1型糖尿病は膵β細胞の破壊によって発症する糖尿病である。体内で唯一のインスリン産生細胞である膵β細胞が破壊されるため,インスリンの絶対的欠乏をきたし,インスリン依存状態(インスリン投与を続けなければ生命を維持できない状態)になる。
口渇・多飲・多尿・体重減少などの高血糖症状で発症し,インスリン依存状態になる。インスリン依存状態は,①ケトーシス・ケトアシドーシスの存在,②継続してインスリン治療が必要であること,で診断する。高血糖症状からインスリン依存状態になるまでの経過の早さによって,急性発症(3カ月以内),劇症(1週間以内),緩徐進行(3カ月以上),の3病型に分類される。
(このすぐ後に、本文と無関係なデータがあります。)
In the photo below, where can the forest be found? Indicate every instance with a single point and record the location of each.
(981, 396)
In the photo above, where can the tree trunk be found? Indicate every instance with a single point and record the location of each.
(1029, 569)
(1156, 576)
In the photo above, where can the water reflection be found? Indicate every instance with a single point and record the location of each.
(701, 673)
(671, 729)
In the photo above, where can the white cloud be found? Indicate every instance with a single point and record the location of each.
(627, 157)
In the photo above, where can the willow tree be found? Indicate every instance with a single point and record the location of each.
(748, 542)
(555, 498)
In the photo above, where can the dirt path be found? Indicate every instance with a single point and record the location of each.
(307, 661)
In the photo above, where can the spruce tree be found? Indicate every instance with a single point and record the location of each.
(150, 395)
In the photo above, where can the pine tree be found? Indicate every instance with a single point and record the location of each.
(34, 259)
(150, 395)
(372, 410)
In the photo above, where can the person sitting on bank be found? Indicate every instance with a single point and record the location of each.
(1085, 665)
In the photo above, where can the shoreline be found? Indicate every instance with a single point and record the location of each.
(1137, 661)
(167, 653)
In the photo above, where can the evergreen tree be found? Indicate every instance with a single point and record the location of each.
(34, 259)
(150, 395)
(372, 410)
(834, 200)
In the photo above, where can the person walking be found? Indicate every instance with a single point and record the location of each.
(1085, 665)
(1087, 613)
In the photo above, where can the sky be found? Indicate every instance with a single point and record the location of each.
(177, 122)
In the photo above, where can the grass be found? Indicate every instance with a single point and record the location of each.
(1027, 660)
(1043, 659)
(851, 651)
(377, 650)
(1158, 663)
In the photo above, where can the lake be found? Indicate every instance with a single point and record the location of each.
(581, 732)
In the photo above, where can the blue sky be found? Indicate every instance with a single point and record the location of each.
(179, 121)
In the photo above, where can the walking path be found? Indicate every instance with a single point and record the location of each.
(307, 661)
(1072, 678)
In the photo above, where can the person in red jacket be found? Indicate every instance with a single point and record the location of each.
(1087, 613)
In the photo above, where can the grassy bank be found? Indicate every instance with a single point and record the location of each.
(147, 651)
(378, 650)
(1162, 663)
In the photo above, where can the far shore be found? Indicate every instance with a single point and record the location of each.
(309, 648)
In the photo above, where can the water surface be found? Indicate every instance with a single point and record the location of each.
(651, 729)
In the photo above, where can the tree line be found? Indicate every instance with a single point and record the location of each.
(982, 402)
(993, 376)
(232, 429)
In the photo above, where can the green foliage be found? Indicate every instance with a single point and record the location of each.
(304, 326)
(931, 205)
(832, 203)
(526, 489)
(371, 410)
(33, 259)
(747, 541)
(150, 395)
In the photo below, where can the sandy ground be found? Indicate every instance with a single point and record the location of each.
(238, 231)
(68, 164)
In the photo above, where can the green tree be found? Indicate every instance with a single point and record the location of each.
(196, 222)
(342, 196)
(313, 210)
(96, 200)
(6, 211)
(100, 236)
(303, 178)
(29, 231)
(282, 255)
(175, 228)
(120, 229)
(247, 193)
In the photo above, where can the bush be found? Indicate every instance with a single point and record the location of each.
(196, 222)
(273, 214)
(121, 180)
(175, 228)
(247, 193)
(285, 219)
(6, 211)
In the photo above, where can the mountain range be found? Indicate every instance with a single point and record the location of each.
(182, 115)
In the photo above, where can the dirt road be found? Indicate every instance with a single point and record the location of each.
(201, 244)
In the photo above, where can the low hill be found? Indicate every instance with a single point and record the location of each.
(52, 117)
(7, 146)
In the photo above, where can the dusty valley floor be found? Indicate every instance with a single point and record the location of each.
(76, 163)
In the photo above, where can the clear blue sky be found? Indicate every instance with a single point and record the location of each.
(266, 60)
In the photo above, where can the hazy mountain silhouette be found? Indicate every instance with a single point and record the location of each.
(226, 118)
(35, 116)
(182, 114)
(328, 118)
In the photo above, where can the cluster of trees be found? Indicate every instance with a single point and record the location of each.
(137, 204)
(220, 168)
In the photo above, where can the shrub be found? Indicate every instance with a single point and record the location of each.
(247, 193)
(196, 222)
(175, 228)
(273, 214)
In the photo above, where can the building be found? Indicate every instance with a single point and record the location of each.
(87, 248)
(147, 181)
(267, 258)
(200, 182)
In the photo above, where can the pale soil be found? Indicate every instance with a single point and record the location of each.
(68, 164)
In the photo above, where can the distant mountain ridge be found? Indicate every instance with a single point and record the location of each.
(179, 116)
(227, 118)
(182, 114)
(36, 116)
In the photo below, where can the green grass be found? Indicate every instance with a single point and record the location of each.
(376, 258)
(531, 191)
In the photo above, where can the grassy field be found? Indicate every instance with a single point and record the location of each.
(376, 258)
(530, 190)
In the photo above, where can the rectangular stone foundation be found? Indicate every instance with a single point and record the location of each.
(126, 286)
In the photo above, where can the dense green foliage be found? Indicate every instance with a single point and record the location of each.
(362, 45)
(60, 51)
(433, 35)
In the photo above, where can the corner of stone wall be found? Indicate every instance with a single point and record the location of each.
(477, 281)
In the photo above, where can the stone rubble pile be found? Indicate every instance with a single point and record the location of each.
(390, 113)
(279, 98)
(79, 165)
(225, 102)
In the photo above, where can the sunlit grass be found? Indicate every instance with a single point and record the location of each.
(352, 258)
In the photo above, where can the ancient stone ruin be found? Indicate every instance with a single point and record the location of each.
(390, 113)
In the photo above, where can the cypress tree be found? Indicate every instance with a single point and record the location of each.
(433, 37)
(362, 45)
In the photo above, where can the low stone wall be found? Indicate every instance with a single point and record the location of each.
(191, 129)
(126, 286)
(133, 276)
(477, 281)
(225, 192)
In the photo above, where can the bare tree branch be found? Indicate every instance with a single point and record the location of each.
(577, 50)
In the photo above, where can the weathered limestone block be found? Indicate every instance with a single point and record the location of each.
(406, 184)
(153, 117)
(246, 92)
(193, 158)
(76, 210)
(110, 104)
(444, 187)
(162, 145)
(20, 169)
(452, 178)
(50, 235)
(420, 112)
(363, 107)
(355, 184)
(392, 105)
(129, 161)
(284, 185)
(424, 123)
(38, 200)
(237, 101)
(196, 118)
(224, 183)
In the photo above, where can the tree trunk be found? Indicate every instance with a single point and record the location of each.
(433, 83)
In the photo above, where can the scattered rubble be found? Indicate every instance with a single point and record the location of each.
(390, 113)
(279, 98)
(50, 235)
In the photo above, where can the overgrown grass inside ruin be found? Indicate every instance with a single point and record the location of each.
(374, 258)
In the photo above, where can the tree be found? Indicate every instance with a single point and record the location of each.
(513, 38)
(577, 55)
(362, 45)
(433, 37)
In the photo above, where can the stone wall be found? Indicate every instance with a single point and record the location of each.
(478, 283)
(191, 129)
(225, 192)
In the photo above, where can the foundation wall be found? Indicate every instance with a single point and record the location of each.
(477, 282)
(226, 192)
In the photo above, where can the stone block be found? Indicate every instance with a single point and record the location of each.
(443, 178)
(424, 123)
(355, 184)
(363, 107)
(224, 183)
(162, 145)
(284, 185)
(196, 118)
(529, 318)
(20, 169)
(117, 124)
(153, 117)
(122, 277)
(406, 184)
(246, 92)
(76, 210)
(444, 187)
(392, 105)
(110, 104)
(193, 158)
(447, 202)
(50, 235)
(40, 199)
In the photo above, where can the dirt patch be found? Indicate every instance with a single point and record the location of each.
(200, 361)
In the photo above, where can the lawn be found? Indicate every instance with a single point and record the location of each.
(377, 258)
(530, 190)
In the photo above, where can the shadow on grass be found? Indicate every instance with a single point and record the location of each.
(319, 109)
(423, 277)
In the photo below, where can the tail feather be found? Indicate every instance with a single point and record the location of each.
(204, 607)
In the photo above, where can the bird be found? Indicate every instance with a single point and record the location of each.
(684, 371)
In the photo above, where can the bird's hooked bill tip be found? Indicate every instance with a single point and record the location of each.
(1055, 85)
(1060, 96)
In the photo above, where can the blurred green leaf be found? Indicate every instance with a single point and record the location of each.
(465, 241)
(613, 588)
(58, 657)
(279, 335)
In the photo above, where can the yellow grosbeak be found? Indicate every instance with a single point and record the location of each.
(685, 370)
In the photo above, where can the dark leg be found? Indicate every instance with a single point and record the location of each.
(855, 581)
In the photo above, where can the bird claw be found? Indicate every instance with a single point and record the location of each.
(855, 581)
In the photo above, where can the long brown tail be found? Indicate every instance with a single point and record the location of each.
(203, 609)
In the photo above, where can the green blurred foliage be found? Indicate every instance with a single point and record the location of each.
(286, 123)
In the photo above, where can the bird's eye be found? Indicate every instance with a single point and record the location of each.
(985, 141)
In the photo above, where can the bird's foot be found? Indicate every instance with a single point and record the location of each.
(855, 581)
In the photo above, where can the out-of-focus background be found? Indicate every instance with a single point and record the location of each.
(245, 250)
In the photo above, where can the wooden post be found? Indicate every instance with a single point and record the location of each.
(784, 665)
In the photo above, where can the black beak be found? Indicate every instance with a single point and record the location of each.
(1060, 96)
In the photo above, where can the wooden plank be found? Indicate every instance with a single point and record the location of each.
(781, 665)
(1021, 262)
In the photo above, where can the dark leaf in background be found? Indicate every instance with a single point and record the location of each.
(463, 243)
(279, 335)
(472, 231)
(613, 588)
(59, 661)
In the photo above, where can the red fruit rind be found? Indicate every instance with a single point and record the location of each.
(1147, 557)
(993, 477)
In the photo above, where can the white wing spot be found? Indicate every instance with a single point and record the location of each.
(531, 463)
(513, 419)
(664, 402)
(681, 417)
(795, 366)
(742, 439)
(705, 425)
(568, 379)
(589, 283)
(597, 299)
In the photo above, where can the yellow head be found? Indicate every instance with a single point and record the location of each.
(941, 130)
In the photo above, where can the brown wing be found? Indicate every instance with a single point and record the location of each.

上記臨床症状を有する症例で,①膵島関連自己抗体が陽性,または②内因性インスリンの枯渇,が証明されれば1型糖尿病と診断できる。膵島関連自己抗体としては,グルタミン酸脱炭酸酵素(glutamic acid decarboxylase:GAD)抗体およびinsulinoma associated protein-2(IA-2)抗体が保険適用されている(IA-2抗体はGAD抗体が陰性の場合のみ適用)。臨床的にインスリン依存状態と考えられる症例で,膵島関連自己抗体が陽性であれば1型糖尿病(自己免疫性)と診断される。膵島関連自己抗体が陰性でも内因性インスリンが枯渇(空腹時血清CPRが0.6ng/mL未満)していれば1型糖尿病と診断される。
インスリン注射によって必要十分なインスリンを補充することが治療の基本である。
健常人の生理的インスリン分泌は基礎インスリンと追加インスリンから構成される。基礎インスリンは,食事の有無にかかわらず基礎代謝の維持・調節に必要なインスリンであり,追加インスリンは食事の処理に必要なインスリンである。体調不良(シックディ)などで食事が摂れないときでも基礎インスリンは必ず投与する。追加インスリンは摂取する食事・栄養に応じて柔軟に投与する。インスリンの投与法には頻回注射と持続皮下インスリン注入療法(インスリンポンプ療法)がある。